And they should provide Zora with something safe to chew.


----------



## my5kitties (Sep 13, 2005)

razzle said:


> Update-Carrie told me she was biting another cord. Stupid cat. I guess she didn't learn her lesson.


This just burns my hide. The cat isn't the stupid one. Carrie is for not preventing her cat from chewing another cord.


----------



## Marcia (Dec 26, 2010)

marie73 said:


> _I think the kindest thing would have been to let her go_.


Dittos. Sad.
I caught my Maddie chewing on a cord this morning. I have never seen her do that before. Just started (I hope). I don't know what got in to her. I shouted a loud NO!!! and clapped my hands at the same time, sending everyone running for cover. I hope she gets the message, but I will buy some Bitter Apple when I go out today.


----------



## anie (Dec 4, 2012)

my4kitties said:


> This just burns my hide. The cat isn't the stupid one. Carrie is for not preventing her cat from chewing another cord.


I second that..


----------



## Ritzpg (Dec 7, 2010)

Stupid--because cats don't get the connection between biting cords and going into shock, and that's assume the cat remembers, and cats live in the present, not three months ago.


----------



## razzle (May 20, 2010)

So sorry for calling her stupid. I know animals don't think like people or connect things like people do.

Kathy


----------



## razzle (May 20, 2010)

*Update on Zora*

She's the cat who bit into a major electrical wire. She's doing very well considering the damage it caused but the vet did say she will probably need surgery in the future. She does seem to sneeze because there is still a hole in the top of her mouth. She's one lucky cat.

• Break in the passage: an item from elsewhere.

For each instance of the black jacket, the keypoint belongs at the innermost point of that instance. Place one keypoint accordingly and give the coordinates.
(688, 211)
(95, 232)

I strongly suggest anyone who has a cat that chews cords to cover them. Cheap covers can include foam covers used for pipes as long as the cat doesn't chew that too or a hard plastic cover.

Kathy


----------



## Yuki'sMum (Dec 3, 2012)

*Update on Zora*

I'm glad to hear she's doing okay  thanks for the update and reminder 


Sent from Petguide.com Free App


----------



## razzle (May 20, 2010)

Update

Just saw Zora and Zora is doing extremely well. She's on the last week of antibiotics. *See she didn't need to be put to sleep*. All you had to do was give her a chance. In fact she's into everything as usual-butt sniffing the other cats, playing, into everything, loving her mommy and her friends and yes I just saw her biting a cord. I can't understand how she didn't remember the extreme pain she got when biting that cord but she's biting cords again but maybe a cord biter and ever a cord biter She's just so cute I want to hug and squeezer her.

Kathy


----------



## Carmel (Nov 23, 2010)

I'm glad she's doing well, but has your friend after all of these expenses not hidden or put protectors on all the cords in the house?


----------



## cat owner again (Dec 14, 2012)

I sure would do something with the cords and cat training if possible.


----------



## misschloe (Mar 20, 2013)

Carmel said:


> I'm glad she's doing well, but has your friend after all of these expenses not hidden or put protectors on all the cords in the house?


I just read through this thread and now wonder the same thing:

this poor cat has been injured once from chewing on cords. To her the cords are a chew toy, something for her to gnaw on. I can't understand why her humans haven't taken steps to cover the cords with something so this poor cat won't get hurt again. 

And the reason Zora doesn't make the connection between chewing on cords and getting hurt is due largely to her having been in shock when the injury occurred, and because she's a cat and does not possess the ability to think logically like us humans, which is why it is up to us to ensure our critters are kept safe and happy.


----------



## hemiram (Feb 14, 2013)

builder said:


> If the cord was actually powering something at the moment and she bit completely through the wire, the electrical current would have burned her because there would have been a huge spark. If the cord were simply plugged in with voltage and no current flowing, then her own resistance would have just caused a small shock and not all that damage.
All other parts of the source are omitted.